Danny Franklin
Danny Franklin

Reputation: 27

URL rewrite with HTACCESS for multiple language support

I am looking to add multiple language support to my website. Is it possible to use the .htaccess file to change something like:

Where this works with any possible directories - so if for instance later on I made a new directory, I wouldn't need to add to this. In the above example, I want the latter to be what the user types in/is in the address bar, and the start to be how it is used internally.

Upvotes: 1

Views: 1473

Answers (1)

MrWhite
MrWhite

Reputation: 45829

Is it possible to use the .htaccess file to change something like:

  • example.com/dir/?lang=en to example.com/en/dir/

Yes, except that you don't change the URL to example.com/en/dir/ in .htaccess. You change the URL to example.com/en/dir/ in your internal links in your application, before you change anything in .htaccess. This is the canonical URL and is "what the user types in/is in the address bar" - as you say.

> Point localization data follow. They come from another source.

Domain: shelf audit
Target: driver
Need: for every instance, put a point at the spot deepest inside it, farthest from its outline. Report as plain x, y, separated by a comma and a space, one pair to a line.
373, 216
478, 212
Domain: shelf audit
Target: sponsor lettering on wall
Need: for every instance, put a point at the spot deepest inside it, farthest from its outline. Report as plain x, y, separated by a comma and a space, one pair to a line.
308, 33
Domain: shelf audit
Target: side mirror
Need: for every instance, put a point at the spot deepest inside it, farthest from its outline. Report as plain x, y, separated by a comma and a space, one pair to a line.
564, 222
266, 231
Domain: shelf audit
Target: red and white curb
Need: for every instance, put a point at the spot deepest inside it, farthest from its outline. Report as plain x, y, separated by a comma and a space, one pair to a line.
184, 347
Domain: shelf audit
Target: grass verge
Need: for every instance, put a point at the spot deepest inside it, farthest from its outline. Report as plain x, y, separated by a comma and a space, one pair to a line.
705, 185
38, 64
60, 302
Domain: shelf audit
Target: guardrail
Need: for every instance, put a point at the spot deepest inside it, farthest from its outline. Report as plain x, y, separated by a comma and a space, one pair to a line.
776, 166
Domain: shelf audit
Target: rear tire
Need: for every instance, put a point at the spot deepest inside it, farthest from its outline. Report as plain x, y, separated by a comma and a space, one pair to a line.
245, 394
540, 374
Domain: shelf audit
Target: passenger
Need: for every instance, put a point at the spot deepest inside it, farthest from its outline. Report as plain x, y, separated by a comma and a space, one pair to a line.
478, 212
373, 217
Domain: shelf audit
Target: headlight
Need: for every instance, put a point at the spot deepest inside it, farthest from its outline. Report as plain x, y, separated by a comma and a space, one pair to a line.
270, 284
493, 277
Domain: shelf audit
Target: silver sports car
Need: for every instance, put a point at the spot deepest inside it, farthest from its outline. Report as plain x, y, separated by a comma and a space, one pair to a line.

You then use .htaccess to internally rewrite the request from example.com/en/dir/, back into the URL your application understands, ie. example.com/dir/?lang=en (or rather example.com/dir/index.php?lang=en - see below). This is entirely hidden from the user. The user only ever sees example.com/en/dir/ - even when they look at the HTML source.

So, we need to rewrite /<lang>/<url-path>/ to /<url-path>/?lang=<lang>. Where <lang> is assumed to be a 2 character lowercase language code. If you are offering only a small selection of languages then this should be explicitly stated to avoid conflicts. We can also handle any additional query string on the original request (if this is requried). eg. /<lang>/<url-path>/?<query-string> to /<url-path>/?lang=<lang>&<query-string>.

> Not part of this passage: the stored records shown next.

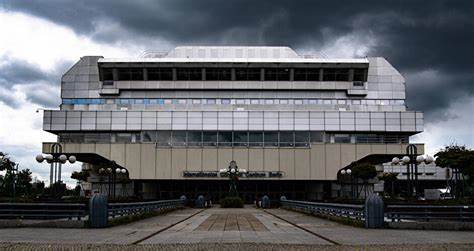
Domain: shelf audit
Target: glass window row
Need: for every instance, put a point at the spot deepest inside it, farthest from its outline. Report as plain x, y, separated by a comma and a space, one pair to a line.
240, 74
224, 101
231, 138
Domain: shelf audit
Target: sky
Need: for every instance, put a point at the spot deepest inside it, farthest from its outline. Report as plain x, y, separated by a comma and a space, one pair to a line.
429, 42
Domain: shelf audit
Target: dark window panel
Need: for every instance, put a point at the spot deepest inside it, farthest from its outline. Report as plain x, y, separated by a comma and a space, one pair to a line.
178, 138
160, 74
241, 139
163, 138
360, 75
256, 138
225, 139
194, 74
107, 74
218, 74
270, 138
277, 74
209, 138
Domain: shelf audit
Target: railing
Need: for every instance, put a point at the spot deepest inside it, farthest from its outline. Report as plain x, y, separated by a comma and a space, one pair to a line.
43, 211
428, 212
326, 209
123, 209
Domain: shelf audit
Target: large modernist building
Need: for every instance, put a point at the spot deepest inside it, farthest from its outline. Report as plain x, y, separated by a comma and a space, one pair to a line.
173, 120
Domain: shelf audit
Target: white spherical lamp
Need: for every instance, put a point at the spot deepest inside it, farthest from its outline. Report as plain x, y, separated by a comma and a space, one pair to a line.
72, 159
429, 159
63, 158
406, 159
395, 161
420, 158
39, 158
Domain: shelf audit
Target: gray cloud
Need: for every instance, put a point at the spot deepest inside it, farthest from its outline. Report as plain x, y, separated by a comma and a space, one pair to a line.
415, 36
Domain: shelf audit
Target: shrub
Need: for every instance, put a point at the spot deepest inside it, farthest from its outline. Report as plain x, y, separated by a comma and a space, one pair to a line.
231, 202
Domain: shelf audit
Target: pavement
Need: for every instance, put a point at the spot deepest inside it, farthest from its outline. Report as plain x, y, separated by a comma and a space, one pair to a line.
229, 229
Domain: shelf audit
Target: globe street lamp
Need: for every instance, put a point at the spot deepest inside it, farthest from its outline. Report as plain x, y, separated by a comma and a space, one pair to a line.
56, 159
411, 160
233, 172
112, 173
348, 172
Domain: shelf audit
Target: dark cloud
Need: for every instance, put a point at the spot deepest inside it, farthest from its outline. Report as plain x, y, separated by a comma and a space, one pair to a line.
415, 36
14, 71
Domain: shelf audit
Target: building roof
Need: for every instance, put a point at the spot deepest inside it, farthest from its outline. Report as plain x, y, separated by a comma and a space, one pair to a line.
231, 54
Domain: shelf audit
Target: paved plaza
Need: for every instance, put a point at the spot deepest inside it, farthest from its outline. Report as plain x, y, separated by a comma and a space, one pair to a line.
247, 226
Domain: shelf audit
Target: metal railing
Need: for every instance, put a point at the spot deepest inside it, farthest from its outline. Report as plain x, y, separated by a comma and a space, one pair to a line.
43, 211
123, 209
429, 212
326, 209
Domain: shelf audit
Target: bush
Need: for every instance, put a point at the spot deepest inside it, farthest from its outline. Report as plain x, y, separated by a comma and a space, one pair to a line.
231, 202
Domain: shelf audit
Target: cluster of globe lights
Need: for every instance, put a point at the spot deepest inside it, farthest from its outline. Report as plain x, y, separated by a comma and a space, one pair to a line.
50, 158
406, 160
109, 170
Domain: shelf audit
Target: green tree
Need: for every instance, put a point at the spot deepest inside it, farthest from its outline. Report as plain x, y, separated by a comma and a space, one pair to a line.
461, 160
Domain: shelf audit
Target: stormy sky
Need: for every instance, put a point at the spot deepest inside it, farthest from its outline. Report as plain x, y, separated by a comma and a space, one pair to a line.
429, 42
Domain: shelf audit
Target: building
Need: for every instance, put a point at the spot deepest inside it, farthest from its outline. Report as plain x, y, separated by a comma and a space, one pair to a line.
174, 119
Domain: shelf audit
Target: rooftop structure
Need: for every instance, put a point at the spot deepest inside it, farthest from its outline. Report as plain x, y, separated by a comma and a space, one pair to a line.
174, 119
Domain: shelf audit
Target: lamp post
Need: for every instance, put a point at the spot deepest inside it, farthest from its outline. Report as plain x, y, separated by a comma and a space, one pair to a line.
411, 160
56, 159
348, 172
233, 172
111, 173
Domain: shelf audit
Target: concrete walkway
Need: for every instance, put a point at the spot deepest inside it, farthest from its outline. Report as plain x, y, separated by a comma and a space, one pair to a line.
247, 226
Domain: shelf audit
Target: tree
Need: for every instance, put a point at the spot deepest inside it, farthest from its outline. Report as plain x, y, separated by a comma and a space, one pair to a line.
14, 182
365, 172
461, 160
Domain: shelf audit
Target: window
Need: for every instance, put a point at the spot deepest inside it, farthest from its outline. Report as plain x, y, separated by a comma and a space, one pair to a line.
271, 138
209, 138
301, 139
316, 137
194, 138
287, 139
360, 75
163, 138
130, 74
178, 138
194, 74
123, 138
331, 74
277, 74
255, 139
342, 138
225, 139
148, 136
240, 139
218, 74
306, 74
247, 74
160, 73
107, 74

A slight complication here is that a URL of the form /dir/?lang=en is not strictly a valid endpoint and requires further rewriting. I expect you are relying on mod_dir to issue an internal subrequest for the DirectoryIndex, eg. index.php? So, really, this should be rewritten directly to /dir/index.php?lang=en - or whatever the DirectoryIndex document is defined as.

For example, in your root .htaccess file:

RewriteEngine On

# Rewrite "/<lang>/<directory>/" to `/<directory>/index.php?lang=<lang>"
RewriteCond %{DOCUMENT_ROOT}/$2/index.php -f
RewriteRule ^([a-z]{2})/(.*?)/?$ $2/index.php?lang=$1 [L]

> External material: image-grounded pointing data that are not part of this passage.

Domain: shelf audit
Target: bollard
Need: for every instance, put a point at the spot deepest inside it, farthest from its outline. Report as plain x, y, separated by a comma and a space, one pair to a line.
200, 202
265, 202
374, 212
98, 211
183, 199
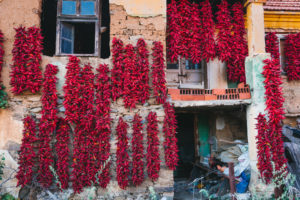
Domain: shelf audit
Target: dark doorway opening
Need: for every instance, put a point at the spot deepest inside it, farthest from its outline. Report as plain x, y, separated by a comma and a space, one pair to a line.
186, 146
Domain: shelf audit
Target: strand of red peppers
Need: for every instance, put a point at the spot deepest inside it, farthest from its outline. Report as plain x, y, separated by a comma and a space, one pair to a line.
19, 72
117, 79
63, 152
153, 160
274, 106
292, 53
239, 52
1, 55
207, 32
26, 71
103, 94
158, 73
196, 38
122, 154
264, 152
224, 39
131, 78
173, 29
47, 125
184, 9
84, 168
170, 142
143, 68
71, 90
137, 151
272, 45
27, 154
3, 94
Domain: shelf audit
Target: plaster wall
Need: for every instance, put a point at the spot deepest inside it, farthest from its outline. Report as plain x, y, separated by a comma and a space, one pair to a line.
130, 20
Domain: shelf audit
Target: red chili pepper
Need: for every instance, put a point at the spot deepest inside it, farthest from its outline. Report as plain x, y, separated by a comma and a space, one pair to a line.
27, 154
153, 160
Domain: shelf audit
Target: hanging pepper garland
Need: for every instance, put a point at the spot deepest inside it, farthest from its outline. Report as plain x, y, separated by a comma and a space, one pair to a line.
143, 68
196, 38
117, 77
27, 154
264, 152
185, 39
122, 154
63, 152
26, 72
1, 56
3, 94
131, 78
153, 160
19, 72
272, 45
292, 54
103, 94
207, 32
170, 142
158, 73
274, 106
137, 151
71, 90
84, 169
173, 28
239, 52
47, 125
224, 39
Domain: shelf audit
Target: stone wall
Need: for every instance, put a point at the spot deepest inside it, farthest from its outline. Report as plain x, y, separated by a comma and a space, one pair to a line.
128, 27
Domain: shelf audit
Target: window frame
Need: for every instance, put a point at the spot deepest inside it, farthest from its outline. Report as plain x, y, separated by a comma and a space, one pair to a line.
78, 18
182, 72
282, 67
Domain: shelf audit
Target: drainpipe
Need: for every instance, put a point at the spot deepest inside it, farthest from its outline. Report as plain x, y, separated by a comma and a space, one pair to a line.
253, 68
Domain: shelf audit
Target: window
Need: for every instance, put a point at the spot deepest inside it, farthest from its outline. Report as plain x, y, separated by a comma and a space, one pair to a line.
282, 52
78, 27
185, 74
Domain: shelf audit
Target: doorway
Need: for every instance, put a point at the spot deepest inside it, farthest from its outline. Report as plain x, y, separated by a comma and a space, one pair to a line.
186, 146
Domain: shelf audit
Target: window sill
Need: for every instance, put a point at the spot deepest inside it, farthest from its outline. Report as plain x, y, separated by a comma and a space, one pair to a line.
78, 55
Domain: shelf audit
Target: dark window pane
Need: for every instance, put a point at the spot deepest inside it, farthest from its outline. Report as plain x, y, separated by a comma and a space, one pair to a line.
66, 46
172, 66
69, 7
87, 8
190, 65
66, 32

# Rewrite "/<lang>/<directory>/<file>" to `/<directory>/<file>?lang=<lang>"
RewriteCond %{DOCUMENT_ROOT}/$2 -f
RewriteRule ^([a-z]{2})/(.+) $2?lang=$1 [L]

If you have just two languages (as in your example), or a small subset of known languages then change the ([a-z]{2}) subpattern to use alternation and explicitly identify each language code, eg. (en|de|ab|cd).

This does assume you don't have physical directories in the document root that consist of 2 lowercase letters (or match the specific language codes).

Only URLs where the destination directory (that contains index.php) or file exists are rewritten.

This will also rewrite requests for the document root (not explicitly stated in your examples). eg. example.com/en/ (trailing slash required here) is rewritten to /index.php?lang=en.

The regex could be made slightly more efficient if requests for directories always contain a trailing slash. In the above I've assumed the trailing slash is optional, although this does potentially create a duplicate content issue unless you resolve this in some other way (eg. rel="canonical" link element). So, in the code above, both example.com/en/dir/ (trailing slash) and example.com/en/dir (no trailing slash) are both accessible and both return the same resource, ie. /dir/index.php?lang=en.

Upvotes: 3

Related Questions